Be a part of our panelists on January 31 (starting at midday Pacific Time, 3:00 p.m. Jap Time) as they lay out the challenges of leaving China for Mexico and the professionals/cons of nearshoring to Mexico. This webinar will offer you the operational and authorized insights you must objectively assess such a transfer. This webinar is being placed on by the National Customs Brokers and Forwarders Assocation of America (the NCBFAA) and it’s free to members and $55 for non-members. 

The primary a part of this webinar will give attention to the “leaving China” portion of this transfer. On this section, Dan Harris – a global manufacturing lawyer – will give attention to the next:

  • How one can announce that your organization shall be leaving China
  • How one can defend your IP when leaving China
  • How one can defend your individuals in China
  • How one can go away China whereas nonetheless getting your components/parts from China
  • The commonest authorized points when leaving China for Mexico

Within the second a part of this webinar, Robert Kossick — a global commerce lawyer and long-time Mexico hand — will unpack the alternatives and challenges of nearshoring to Mexico. 

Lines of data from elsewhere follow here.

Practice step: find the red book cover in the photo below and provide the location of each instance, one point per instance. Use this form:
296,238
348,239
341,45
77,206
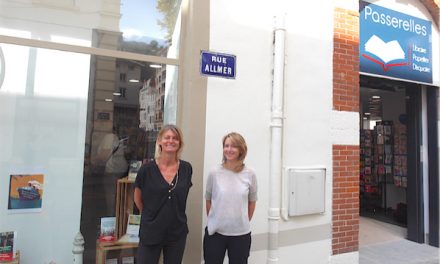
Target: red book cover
108,229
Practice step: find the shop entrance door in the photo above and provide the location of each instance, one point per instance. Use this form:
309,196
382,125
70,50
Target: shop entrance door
391,177
415,187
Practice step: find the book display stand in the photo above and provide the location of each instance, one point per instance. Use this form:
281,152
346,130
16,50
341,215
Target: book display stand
124,207
383,162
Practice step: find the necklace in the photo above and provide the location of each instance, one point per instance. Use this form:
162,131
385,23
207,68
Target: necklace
177,180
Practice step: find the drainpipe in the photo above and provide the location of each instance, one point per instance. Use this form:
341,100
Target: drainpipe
276,139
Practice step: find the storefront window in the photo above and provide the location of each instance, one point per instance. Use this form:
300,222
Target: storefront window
77,117
43,107
140,26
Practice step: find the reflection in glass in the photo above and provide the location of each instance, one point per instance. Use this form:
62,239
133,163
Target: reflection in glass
150,26
43,119
128,103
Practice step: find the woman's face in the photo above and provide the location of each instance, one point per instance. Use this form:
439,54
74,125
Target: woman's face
230,151
169,141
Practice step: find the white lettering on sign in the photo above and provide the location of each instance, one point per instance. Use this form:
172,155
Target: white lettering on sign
421,68
218,69
419,49
385,19
218,59
420,58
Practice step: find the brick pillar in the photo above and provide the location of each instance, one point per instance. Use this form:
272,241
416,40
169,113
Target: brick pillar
345,157
345,199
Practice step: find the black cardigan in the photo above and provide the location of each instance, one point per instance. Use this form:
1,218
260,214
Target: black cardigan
163,216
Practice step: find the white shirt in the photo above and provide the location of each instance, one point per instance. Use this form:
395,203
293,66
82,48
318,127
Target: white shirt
230,192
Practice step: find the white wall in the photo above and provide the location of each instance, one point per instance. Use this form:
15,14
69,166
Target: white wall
245,29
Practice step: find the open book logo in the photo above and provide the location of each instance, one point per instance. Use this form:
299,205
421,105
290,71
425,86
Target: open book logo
385,52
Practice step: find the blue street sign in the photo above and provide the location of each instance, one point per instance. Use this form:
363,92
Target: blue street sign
394,44
217,64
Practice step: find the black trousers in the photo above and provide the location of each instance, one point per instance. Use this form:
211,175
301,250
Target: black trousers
172,252
215,247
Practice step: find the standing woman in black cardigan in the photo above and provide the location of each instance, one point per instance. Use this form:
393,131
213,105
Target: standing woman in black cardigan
161,191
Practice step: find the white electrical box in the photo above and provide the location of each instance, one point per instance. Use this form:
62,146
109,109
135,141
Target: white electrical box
306,191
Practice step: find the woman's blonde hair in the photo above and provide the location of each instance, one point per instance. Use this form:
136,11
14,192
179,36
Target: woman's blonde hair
239,142
175,130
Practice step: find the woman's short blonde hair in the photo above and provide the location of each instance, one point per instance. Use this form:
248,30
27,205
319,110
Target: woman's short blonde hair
239,142
175,130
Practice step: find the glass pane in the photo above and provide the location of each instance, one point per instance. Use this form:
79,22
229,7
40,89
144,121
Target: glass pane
129,103
150,27
155,30
43,106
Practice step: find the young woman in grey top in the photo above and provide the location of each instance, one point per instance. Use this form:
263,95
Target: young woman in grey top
231,195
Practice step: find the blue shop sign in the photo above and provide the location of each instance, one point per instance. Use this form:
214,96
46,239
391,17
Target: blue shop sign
217,64
394,44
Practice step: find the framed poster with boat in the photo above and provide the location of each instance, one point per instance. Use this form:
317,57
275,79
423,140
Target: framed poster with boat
26,192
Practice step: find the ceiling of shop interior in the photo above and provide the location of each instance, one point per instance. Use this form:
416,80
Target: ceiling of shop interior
377,86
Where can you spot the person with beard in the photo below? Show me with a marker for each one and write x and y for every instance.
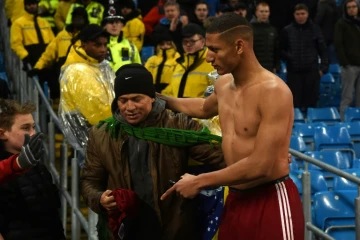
(29, 203)
(120, 50)
(133, 157)
(190, 77)
(347, 47)
(30, 34)
(162, 64)
(86, 86)
(94, 9)
(134, 28)
(56, 52)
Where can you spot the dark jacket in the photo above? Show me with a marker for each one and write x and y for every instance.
(108, 166)
(29, 206)
(266, 45)
(347, 39)
(300, 47)
(326, 17)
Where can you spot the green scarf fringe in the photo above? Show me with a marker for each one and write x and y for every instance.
(167, 136)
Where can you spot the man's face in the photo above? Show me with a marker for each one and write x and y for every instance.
(301, 16)
(135, 108)
(126, 11)
(241, 12)
(31, 8)
(201, 11)
(114, 27)
(262, 13)
(220, 54)
(171, 12)
(96, 49)
(352, 9)
(14, 138)
(193, 44)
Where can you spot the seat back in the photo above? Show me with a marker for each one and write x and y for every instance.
(335, 209)
(329, 115)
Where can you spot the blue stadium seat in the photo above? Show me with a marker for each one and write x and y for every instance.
(352, 114)
(298, 116)
(354, 131)
(147, 52)
(334, 213)
(318, 182)
(341, 183)
(328, 115)
(306, 131)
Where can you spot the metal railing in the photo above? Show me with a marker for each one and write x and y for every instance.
(29, 89)
(306, 194)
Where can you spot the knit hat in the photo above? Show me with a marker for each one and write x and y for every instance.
(130, 79)
(92, 32)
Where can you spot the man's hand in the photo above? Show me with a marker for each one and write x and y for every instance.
(108, 201)
(32, 151)
(186, 187)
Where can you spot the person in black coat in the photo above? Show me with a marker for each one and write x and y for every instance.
(301, 44)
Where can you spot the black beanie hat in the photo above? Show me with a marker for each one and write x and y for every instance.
(131, 79)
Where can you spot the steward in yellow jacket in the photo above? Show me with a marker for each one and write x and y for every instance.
(134, 29)
(61, 13)
(56, 52)
(190, 78)
(94, 9)
(162, 65)
(47, 10)
(120, 50)
(14, 9)
(30, 34)
(86, 84)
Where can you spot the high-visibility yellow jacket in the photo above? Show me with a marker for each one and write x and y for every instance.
(14, 9)
(61, 13)
(95, 12)
(165, 62)
(191, 72)
(121, 51)
(50, 8)
(57, 50)
(23, 34)
(134, 31)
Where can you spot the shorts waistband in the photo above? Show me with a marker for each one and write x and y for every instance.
(282, 179)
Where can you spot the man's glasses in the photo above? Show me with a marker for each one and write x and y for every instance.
(190, 42)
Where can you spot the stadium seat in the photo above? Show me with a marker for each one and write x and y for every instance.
(318, 182)
(352, 114)
(334, 213)
(298, 116)
(306, 131)
(329, 115)
(147, 52)
(341, 183)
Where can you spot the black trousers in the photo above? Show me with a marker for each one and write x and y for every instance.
(304, 87)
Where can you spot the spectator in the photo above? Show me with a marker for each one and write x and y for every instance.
(301, 45)
(190, 75)
(174, 22)
(56, 52)
(135, 170)
(134, 29)
(94, 9)
(86, 85)
(347, 39)
(201, 13)
(120, 50)
(162, 65)
(266, 39)
(326, 17)
(29, 203)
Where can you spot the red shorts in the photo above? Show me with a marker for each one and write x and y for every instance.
(269, 211)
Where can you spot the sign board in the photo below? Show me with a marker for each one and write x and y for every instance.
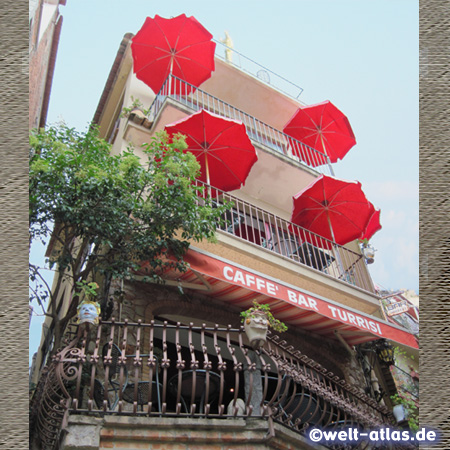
(397, 308)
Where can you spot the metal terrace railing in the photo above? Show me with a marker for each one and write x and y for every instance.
(255, 69)
(266, 230)
(158, 369)
(261, 133)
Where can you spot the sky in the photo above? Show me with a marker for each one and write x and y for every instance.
(362, 55)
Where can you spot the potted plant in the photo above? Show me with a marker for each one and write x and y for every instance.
(405, 409)
(257, 320)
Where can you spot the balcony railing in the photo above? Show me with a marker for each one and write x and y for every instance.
(255, 69)
(259, 132)
(266, 230)
(161, 370)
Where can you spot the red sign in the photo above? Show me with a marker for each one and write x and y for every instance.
(305, 301)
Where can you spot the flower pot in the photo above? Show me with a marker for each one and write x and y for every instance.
(256, 327)
(400, 413)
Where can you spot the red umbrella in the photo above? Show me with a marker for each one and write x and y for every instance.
(324, 128)
(221, 146)
(180, 46)
(336, 209)
(373, 226)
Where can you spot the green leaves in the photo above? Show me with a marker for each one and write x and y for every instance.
(114, 212)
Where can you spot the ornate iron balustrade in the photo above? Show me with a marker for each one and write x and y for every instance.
(266, 230)
(261, 133)
(161, 370)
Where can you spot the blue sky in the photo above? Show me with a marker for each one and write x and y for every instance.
(360, 54)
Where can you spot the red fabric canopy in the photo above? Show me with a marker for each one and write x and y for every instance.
(181, 46)
(235, 285)
(221, 146)
(323, 127)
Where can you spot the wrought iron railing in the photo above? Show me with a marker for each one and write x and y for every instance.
(269, 231)
(261, 133)
(171, 370)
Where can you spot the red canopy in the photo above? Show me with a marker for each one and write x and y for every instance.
(323, 127)
(233, 284)
(221, 146)
(181, 46)
(335, 209)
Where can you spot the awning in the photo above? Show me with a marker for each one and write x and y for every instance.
(239, 286)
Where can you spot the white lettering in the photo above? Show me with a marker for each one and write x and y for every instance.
(250, 279)
(333, 310)
(260, 284)
(292, 297)
(312, 303)
(271, 289)
(302, 300)
(239, 277)
(351, 318)
(360, 322)
(228, 273)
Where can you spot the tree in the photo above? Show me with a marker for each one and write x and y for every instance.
(103, 215)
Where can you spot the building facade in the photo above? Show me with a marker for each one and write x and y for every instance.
(45, 29)
(171, 367)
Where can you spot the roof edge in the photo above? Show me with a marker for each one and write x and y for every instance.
(111, 77)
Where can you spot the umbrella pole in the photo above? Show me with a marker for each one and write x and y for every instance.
(326, 154)
(170, 76)
(208, 181)
(338, 256)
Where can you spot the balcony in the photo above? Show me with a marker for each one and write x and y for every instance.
(275, 235)
(265, 136)
(162, 370)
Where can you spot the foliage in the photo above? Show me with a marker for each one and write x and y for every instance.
(105, 215)
(88, 289)
(257, 307)
(412, 412)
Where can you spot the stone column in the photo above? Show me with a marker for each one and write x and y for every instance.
(257, 391)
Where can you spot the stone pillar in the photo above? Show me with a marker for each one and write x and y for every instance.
(82, 433)
(257, 391)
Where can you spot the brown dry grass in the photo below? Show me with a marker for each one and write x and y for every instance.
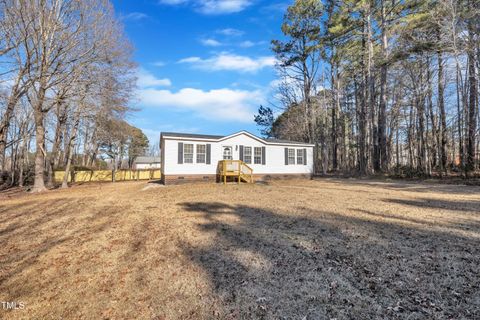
(345, 249)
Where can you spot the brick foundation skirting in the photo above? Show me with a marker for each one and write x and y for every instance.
(198, 178)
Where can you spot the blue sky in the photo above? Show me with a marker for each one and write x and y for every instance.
(204, 66)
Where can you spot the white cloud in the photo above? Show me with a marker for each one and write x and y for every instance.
(147, 80)
(212, 6)
(214, 105)
(134, 16)
(173, 2)
(211, 42)
(230, 32)
(230, 62)
(223, 6)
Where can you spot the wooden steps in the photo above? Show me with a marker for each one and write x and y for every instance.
(237, 169)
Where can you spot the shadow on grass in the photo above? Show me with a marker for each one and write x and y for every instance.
(463, 205)
(265, 264)
(411, 186)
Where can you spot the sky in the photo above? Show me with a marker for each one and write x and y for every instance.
(204, 66)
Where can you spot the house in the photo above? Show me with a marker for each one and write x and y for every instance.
(142, 163)
(198, 157)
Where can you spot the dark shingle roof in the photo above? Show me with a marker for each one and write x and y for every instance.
(147, 159)
(216, 137)
(190, 135)
(284, 141)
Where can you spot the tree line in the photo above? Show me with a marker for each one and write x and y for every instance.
(66, 77)
(380, 86)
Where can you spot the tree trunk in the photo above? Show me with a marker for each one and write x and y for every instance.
(71, 146)
(39, 182)
(15, 95)
(382, 120)
(52, 161)
(443, 115)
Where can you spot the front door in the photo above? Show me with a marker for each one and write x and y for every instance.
(227, 153)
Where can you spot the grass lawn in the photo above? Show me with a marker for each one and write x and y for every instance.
(345, 249)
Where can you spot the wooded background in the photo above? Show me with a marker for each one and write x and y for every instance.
(380, 86)
(66, 80)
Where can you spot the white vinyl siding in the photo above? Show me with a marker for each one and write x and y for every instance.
(291, 156)
(300, 156)
(257, 155)
(201, 153)
(247, 155)
(188, 153)
(274, 154)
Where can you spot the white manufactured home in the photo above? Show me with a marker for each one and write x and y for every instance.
(241, 156)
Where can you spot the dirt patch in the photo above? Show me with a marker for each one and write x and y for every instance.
(295, 250)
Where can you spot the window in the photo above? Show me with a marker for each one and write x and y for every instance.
(227, 153)
(291, 156)
(300, 156)
(188, 153)
(257, 155)
(247, 154)
(201, 153)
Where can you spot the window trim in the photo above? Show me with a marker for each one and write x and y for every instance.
(185, 153)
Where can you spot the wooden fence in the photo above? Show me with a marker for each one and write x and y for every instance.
(106, 175)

After first discussing the drivers, operational variability, and standing of the present wave of nearshoring, Robert will talk about the next mission-critical issues for Mexico manufacturing:

  • Labor 
  • Manufacturing Base and Provide Chain 
  • Logistics and Customs Clearance 
  • Commerce and Funding Framework 

Robert ties all of it collectively by framing the important thing questions firms ought to ask and reply when contemplating the opportunity of nearshoring to Mexico.